All in on crypto: Joining Cambrial Capital

The Bitcoin whitepaper 10 years ago kicked off crypto innovation in the same way the Cambrian Explosion accelerated the pace of evolution 541M years ago

I’m very excited to announce that I’m joining Cambrial Capital with the mission to build an institutional-grade investment firm deploying a fund of crypto funds strategy. Our goal is to invest in the best fund managers across liquid & illiquid strategies in order to provide selective exposure to a diversified portfolio of the new asset class of cryptoassets / digital assets.

My crypto way ⛓

My journey down the crypto rabbit hole has been formed by people I deeply respect, some luck, and a truly geographically and temporally distributed path. I had my first discussion about Bitcoin in 2012 in my student flat in Karlsruhe, bought into it in August 2015 out of my brother’s apartment in Münster, heard about Ethereum 20 days later when meeting my Columbia class the first time in New York, got smart contracts explained to me during my time at Techstars in London in 2016, and have been following the space since then. I didn’t get what it all meant until a year later.

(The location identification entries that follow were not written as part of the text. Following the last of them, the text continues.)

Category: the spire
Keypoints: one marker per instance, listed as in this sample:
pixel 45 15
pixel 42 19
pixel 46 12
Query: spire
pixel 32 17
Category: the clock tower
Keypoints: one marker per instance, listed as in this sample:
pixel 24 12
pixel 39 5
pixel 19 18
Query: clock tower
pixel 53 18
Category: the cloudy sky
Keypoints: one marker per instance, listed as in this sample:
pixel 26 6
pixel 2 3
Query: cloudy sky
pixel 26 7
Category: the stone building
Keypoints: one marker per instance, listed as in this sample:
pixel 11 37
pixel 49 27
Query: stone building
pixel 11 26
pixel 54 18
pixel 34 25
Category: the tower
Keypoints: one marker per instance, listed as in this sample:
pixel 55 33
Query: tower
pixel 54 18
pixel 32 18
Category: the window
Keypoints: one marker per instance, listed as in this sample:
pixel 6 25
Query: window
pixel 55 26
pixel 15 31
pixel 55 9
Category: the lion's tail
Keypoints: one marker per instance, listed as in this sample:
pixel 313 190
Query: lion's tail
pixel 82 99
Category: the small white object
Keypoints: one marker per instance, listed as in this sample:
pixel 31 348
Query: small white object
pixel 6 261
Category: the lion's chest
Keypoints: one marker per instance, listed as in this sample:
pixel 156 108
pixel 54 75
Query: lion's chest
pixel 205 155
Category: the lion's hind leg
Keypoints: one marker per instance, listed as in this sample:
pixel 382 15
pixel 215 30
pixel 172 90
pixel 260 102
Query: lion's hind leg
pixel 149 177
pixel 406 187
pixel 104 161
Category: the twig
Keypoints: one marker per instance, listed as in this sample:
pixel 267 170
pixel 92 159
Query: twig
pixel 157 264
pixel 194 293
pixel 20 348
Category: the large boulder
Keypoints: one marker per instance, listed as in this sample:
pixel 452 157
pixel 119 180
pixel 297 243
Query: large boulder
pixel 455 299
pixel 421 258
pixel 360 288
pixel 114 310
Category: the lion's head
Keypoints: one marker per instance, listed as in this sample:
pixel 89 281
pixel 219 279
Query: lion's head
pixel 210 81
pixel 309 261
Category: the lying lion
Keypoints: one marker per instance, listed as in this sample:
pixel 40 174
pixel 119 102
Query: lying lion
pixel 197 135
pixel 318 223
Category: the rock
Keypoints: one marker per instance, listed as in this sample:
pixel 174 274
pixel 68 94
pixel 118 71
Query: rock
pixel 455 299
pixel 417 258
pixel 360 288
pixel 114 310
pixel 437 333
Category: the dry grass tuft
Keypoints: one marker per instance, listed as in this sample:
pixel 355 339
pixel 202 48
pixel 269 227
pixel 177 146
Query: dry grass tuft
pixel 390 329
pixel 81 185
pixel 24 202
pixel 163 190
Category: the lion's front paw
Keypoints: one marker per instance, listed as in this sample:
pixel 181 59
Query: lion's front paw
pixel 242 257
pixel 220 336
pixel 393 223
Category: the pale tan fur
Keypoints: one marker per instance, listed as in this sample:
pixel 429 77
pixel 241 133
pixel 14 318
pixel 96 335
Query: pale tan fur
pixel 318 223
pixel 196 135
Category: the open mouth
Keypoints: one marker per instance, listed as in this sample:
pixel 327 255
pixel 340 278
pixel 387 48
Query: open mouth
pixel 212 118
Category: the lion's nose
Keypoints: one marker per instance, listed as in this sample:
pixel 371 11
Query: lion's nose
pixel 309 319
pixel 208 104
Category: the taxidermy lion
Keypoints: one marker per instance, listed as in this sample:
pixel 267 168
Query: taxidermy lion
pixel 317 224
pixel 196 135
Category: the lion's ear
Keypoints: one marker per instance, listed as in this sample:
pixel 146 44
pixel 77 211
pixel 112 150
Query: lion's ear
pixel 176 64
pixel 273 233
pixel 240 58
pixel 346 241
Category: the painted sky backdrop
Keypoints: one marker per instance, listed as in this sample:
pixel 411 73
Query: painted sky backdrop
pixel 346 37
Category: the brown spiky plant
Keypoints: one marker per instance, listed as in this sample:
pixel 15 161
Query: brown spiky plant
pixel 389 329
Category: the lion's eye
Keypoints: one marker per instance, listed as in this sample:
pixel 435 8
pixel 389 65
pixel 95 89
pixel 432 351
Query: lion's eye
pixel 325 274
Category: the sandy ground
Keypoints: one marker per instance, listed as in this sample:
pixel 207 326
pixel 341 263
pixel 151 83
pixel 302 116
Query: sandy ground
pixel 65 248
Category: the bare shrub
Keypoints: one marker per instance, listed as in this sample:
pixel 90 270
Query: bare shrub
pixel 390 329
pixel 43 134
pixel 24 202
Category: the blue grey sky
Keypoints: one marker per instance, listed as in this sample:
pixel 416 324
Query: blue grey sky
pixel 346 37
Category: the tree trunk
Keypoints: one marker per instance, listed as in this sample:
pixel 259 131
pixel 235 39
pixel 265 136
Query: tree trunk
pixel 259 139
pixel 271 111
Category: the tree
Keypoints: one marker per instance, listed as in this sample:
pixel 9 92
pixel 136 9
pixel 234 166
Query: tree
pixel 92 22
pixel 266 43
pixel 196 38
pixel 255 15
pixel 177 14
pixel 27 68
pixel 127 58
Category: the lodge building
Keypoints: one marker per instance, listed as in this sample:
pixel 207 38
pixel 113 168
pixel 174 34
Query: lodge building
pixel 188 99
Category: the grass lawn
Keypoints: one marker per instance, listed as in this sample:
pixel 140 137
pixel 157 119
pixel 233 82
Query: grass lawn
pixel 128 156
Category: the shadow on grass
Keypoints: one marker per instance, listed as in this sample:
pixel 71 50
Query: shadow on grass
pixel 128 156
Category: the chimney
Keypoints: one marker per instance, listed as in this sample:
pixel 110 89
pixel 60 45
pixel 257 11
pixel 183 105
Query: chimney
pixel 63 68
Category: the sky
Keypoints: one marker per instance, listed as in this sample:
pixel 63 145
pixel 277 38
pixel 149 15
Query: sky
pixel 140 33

In early 2017, I was exploring the developments in deep learning and really got interested in its opportunities. I’ve always been curious about technology, having played my first computer games on MS-DOS and Windows 95 and put together my first website + forum at an early age. When I became older, I started wondering about tech’s implications on society. I learned that if I wanted to increase my output /achieve more, I cannot rely on just putting in more hours of work. Capital and technology are levers for scale. When AI startups came along, I thought their underlying technology was the best thing I’ve seen so far for scaling. I didn’t realize back then that it’s not limitations of technology but rather “limitations of mind and institution” that prevent humanity to scale.

My crypto epiphany occurred when I learned about Aragon and the concept of decentralized autonomous organizations (DAOs). I finally saw that blockchains aren’t just another way of powering financial transactions but that they also enable new mechanisms to coordinate human work.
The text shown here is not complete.